If the sealing process wasn't run long enough, then it is possible that boiling will help seal the remaining pores in the anodized surface. This would also result in a slightly more shiny surface since the sealed pores would reflect more light than the unsealed pores.

pb

EDIT:

I forgot to add that heat treating of aluminum is usually done to strengthen the aluminum as opposed to making it weaker. Heat treatment of aluminum is also generally done before the part is machined as well. So it's unlikely that Arc (or Surefire, for that matter) would heat treat their parts. Instead, they would likely use pre-treated aluminum stock.

If Arc did use heat treated stock, then the temperature of boiling water would not be high enough to anneal the metal and destroy the strength properties. Also, 6000 and 7000 series aluminum (as generally used in flashlights) will gain strength with age naturally over the course of years. Artificial aging is done to accelerate the process and results in a stronger metal in a shorter period of time. Even so, boiling in water for 10 minutes is extremely unlikely to affect the mechanical properties of the Arc tailcap.

pb


----------



## tvodrd (Oct 9, 2005)

Recollections from almost 30 years ago (and a materials handbook in front of me  ) indicate that for 6061 Aluminum, heat treatment for max strength requires "solution treatment" at 985degF for a "soak" time sufficient for the Mg, Si, Cr, and Cu alloying constituents to go into "solid solution." The material is then quenched in water to room temp. This results in the "annealed condition or T0 condition." Subsequent to solution treatment, the material is then "artificially-aged" by heating it to 320-350degF. High strength Al alloys suffer a major strength loss at temperatures approaching their aging temperatures, but it is recovered when the part cools. The T6 after the 6061 means solution-treated and artificially-aged. The 2XXX alloys typically "naturally age," and the solution-treated, naturally-aged condition is called T4. 2XXX series rivits used to be available in T0 and were kept refrigerated which greatly slowed the natural aging process. They were set in the T0 condition and developed their full strength after a few days at room temp. 
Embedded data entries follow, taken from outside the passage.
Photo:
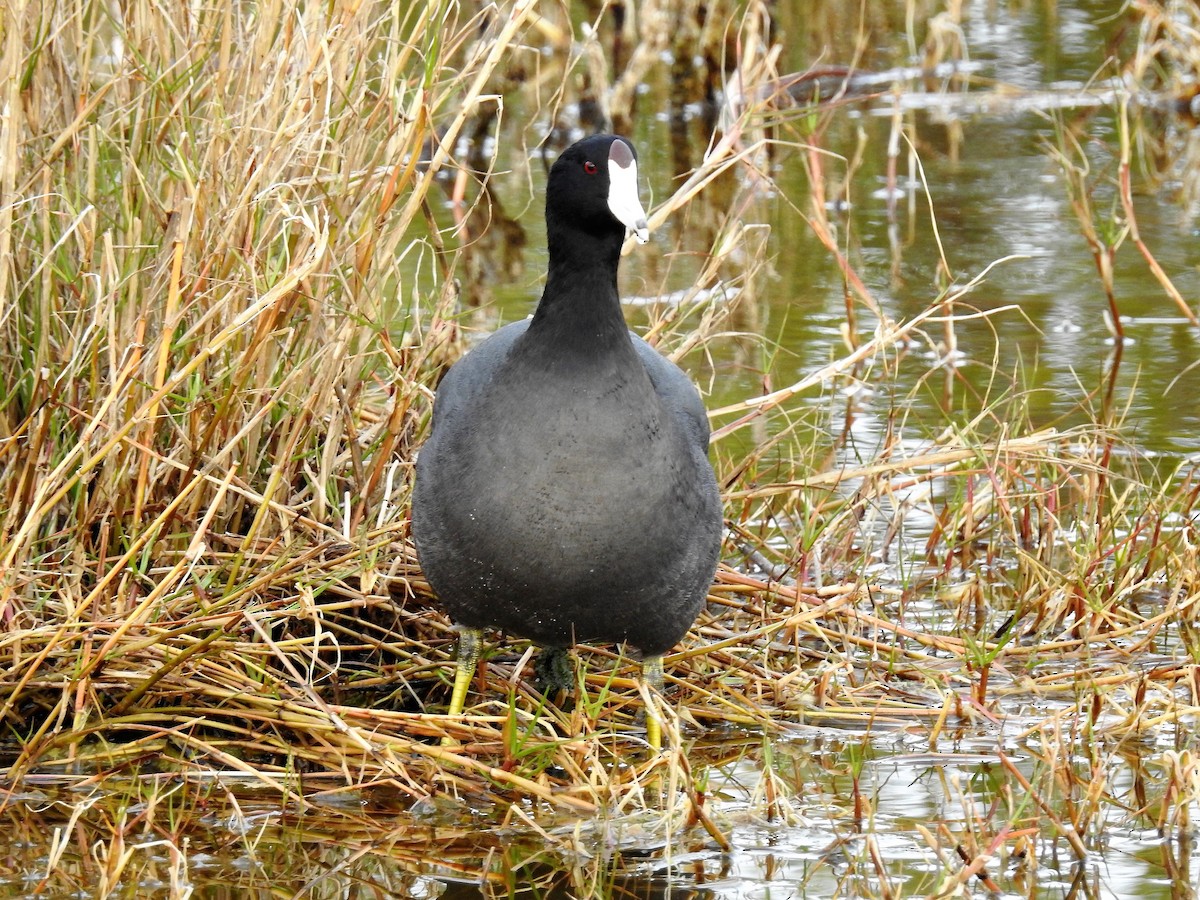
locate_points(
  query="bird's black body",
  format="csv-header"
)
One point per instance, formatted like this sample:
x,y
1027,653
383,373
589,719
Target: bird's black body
x,y
565,493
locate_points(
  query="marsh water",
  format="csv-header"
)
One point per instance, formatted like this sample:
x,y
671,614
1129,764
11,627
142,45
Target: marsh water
x,y
1000,203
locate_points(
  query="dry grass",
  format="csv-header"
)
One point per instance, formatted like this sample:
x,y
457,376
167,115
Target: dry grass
x,y
228,285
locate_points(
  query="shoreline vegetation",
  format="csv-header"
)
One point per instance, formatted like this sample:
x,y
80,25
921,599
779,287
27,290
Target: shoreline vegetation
x,y
240,245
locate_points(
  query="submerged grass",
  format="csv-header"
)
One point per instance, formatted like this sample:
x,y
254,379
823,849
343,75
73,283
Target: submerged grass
x,y
233,247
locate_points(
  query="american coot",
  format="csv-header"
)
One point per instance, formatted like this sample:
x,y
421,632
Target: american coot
x,y
565,493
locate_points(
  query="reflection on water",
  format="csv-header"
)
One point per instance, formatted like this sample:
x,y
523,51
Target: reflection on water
x,y
820,811
846,814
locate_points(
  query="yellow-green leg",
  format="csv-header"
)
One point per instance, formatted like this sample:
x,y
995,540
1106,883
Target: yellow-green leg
x,y
652,675
465,670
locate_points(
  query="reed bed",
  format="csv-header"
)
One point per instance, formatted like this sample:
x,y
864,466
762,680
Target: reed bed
x,y
235,247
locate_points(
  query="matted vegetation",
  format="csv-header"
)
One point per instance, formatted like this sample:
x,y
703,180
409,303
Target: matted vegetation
x,y
229,281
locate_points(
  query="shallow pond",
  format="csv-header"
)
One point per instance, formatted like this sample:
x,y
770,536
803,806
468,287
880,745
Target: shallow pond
x,y
827,808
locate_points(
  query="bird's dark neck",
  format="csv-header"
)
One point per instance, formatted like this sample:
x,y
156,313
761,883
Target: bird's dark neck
x,y
580,307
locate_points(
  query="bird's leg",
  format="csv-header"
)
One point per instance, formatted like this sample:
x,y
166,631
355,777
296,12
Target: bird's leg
x,y
652,677
465,670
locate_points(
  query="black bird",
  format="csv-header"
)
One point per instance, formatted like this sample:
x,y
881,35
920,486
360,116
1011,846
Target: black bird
x,y
565,493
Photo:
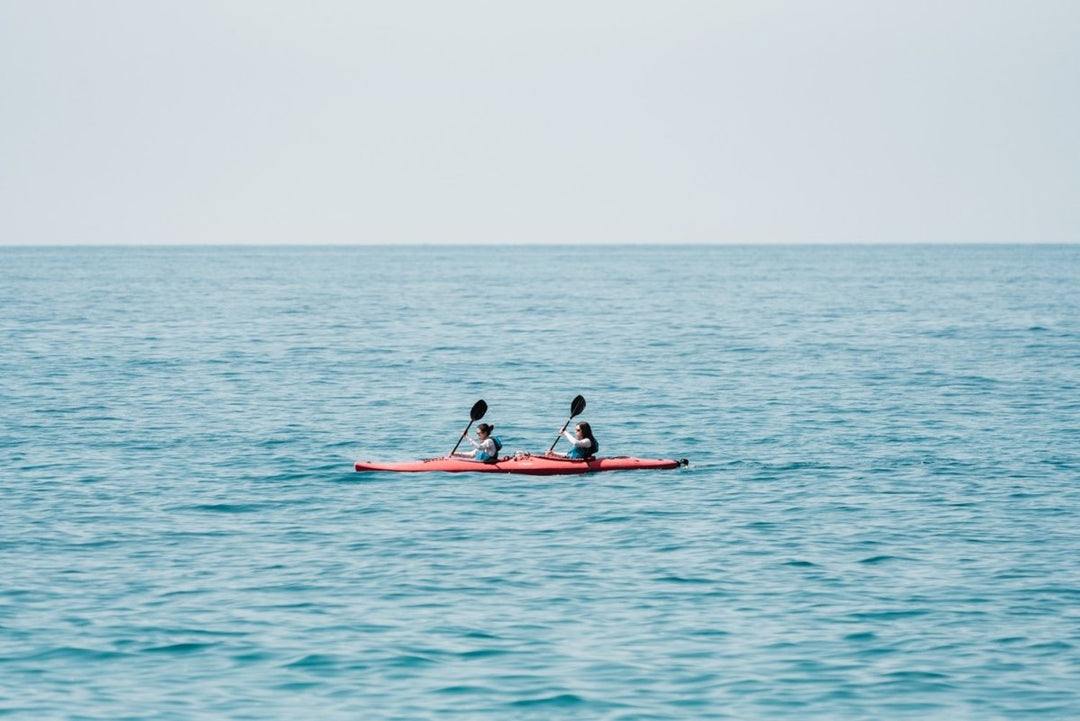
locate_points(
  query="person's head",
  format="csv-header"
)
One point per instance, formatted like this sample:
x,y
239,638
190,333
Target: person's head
x,y
584,431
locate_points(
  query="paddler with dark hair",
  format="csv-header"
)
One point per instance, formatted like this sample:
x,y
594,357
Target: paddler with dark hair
x,y
485,449
583,441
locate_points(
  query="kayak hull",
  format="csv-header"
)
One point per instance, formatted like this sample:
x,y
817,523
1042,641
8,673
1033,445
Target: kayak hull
x,y
530,465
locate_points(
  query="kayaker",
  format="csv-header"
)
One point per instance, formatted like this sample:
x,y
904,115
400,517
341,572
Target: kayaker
x,y
485,449
583,441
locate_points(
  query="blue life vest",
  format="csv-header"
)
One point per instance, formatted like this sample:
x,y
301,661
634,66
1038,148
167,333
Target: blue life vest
x,y
482,456
577,452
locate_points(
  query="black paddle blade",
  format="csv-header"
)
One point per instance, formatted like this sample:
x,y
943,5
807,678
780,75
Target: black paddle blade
x,y
480,408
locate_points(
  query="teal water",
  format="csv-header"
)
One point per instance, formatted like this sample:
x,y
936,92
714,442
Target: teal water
x,y
880,520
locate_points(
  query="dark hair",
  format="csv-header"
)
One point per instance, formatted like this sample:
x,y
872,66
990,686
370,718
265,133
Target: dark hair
x,y
586,431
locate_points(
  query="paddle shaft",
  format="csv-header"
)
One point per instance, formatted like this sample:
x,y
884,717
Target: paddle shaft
x,y
463,434
474,415
577,406
559,434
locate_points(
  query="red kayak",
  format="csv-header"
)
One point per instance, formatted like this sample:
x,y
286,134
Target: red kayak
x,y
531,465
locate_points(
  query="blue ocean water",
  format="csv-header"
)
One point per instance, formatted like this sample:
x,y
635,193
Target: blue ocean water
x,y
880,519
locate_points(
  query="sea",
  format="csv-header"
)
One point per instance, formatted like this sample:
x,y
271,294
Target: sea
x,y
880,517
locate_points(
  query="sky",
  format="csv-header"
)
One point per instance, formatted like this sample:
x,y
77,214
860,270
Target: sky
x,y
509,122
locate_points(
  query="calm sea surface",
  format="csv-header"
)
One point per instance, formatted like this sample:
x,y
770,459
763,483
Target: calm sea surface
x,y
880,519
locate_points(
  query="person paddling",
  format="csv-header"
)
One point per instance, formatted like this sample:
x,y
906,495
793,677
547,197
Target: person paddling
x,y
485,448
583,441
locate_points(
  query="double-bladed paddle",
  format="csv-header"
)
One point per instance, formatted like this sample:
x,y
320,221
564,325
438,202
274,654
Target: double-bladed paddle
x,y
477,412
577,406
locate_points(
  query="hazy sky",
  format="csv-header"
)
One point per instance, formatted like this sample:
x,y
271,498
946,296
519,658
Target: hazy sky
x,y
469,121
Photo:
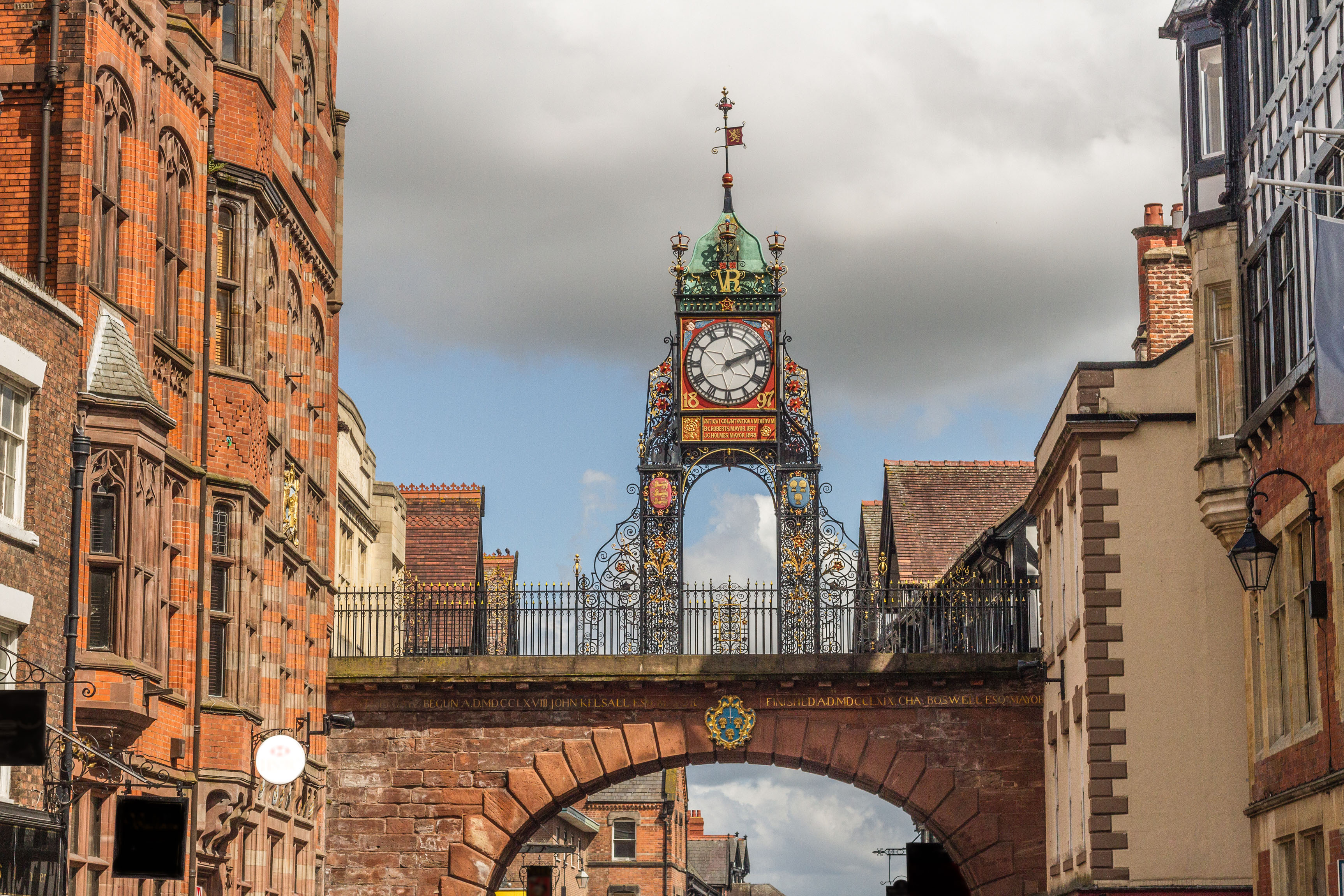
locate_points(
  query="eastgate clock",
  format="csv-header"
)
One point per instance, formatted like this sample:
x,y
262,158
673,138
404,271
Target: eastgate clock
x,y
728,363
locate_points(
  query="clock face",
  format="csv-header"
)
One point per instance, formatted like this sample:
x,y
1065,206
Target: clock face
x,y
728,363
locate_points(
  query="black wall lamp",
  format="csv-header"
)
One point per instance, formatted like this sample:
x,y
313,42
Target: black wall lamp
x,y
1253,555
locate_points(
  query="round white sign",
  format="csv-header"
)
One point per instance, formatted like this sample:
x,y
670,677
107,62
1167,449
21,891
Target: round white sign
x,y
280,759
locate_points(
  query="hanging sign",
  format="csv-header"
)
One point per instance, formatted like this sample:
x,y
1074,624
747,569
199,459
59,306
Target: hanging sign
x,y
280,759
662,494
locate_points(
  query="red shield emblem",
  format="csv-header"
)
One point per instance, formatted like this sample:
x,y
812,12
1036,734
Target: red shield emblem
x,y
660,494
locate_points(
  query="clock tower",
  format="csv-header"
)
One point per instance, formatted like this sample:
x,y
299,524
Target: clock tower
x,y
726,395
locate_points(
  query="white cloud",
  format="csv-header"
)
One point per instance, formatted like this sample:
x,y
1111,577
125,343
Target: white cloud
x,y
949,175
810,836
740,542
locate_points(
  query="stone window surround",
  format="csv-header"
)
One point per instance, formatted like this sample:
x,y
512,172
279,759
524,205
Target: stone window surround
x,y
1292,515
29,371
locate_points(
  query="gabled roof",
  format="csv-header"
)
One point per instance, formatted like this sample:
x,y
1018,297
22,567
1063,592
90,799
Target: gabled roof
x,y
646,789
444,533
711,857
940,507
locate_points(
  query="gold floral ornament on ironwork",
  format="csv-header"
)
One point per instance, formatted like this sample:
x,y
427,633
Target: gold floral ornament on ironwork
x,y
730,723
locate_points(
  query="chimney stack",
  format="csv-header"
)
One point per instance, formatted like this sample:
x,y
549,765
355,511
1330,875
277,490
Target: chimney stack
x,y
694,825
1166,314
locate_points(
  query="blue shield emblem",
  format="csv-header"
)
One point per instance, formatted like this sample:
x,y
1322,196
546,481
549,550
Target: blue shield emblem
x,y
730,723
799,492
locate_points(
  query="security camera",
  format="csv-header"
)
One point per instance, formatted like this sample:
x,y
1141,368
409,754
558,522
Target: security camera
x,y
344,720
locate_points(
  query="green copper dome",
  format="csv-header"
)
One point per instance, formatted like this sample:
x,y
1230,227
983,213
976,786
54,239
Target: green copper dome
x,y
710,250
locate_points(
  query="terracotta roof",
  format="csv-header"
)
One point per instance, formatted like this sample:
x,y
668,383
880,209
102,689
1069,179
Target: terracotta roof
x,y
444,533
938,507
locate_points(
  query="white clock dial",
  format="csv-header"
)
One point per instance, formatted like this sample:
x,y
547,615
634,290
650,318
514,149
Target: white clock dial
x,y
728,363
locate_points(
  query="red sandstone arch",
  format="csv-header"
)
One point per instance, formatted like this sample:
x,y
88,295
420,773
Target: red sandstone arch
x,y
999,851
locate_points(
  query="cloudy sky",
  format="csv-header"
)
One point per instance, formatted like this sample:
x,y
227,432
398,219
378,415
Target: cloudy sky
x,y
958,183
The above barely scratches the surface of age-hardening, non ferrous metals! I had a semester of metallurgy, another on heat treating, and a couple more on industrial materials and their properties. It was a veery long time ago! :green: (<---- Disclaimer.)

Larry


----------



## tvodrd (Oct 9, 2005)

Oh, on the subject of "polishing" HA, It can be done. ~18 years ago we made a complicated, gravity feed track for an automated air flow test machine. The HA build tightened the inside dimensions to the point the acrylic parts wouldn't go. It took diamond paste and a lot of elbow grease, but I opened it the .001" or so it needed. The sucker is still running parts today and the HA is still holding up after many millions of abrasive, acrylic parts. 

Larry


----------



## AtomSphere (Oct 10, 2005)

Oh..... So simple yet so complex....


----------